Your next step is to assess how you are currently utilizing your time. Productive changes cannot be made unless you know what areas need to be changed. A simple way of determining this is by keeping a time log for three days, begin from the time you get up to the time that you go to bed. Provide details and comments (if applicable) of your specific activities in 15 minute blocks.
At this point, prioritize. First with what is important to you; second with what is important to others, and lastly maintenance items or the basic human needs. Note that maintenance items may become first priority items (i.e. exercising may be maintenance once it becomes a habit but could be a first priority until then).
Once your time log is completed, it is time to analyze it. To accomplish this answer the following questions:
- Were there any surprises?
- Would you judge this to be a typical week?

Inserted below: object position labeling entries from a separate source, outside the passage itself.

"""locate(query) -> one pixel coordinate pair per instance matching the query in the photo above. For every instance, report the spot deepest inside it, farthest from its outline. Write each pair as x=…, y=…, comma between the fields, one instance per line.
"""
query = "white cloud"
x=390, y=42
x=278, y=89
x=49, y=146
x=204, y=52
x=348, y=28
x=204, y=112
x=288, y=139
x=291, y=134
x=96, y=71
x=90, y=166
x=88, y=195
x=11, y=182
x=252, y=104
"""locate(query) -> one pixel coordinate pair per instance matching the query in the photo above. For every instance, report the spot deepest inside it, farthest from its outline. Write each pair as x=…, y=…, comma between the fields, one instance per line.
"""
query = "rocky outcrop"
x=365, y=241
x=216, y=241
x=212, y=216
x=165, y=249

- What patterns could you identify in your time wasters? Interruptions?
- What part of the week would you consider most productive? Least productive?
- What time of the day do you feel was most productive? Least productive?
- What activities would you like to eliminate totally? What would be the cost of doing so? What is the cost of not eliminating them?
- Which activities during the week do you deem most rewarding? Would you like to spend more time doing them in the future? What is you plan for doing so?
In addition to reviewing your time log have someone else review your time log. An objective observer just might be able to point out discrepancies or patterns what you did not see.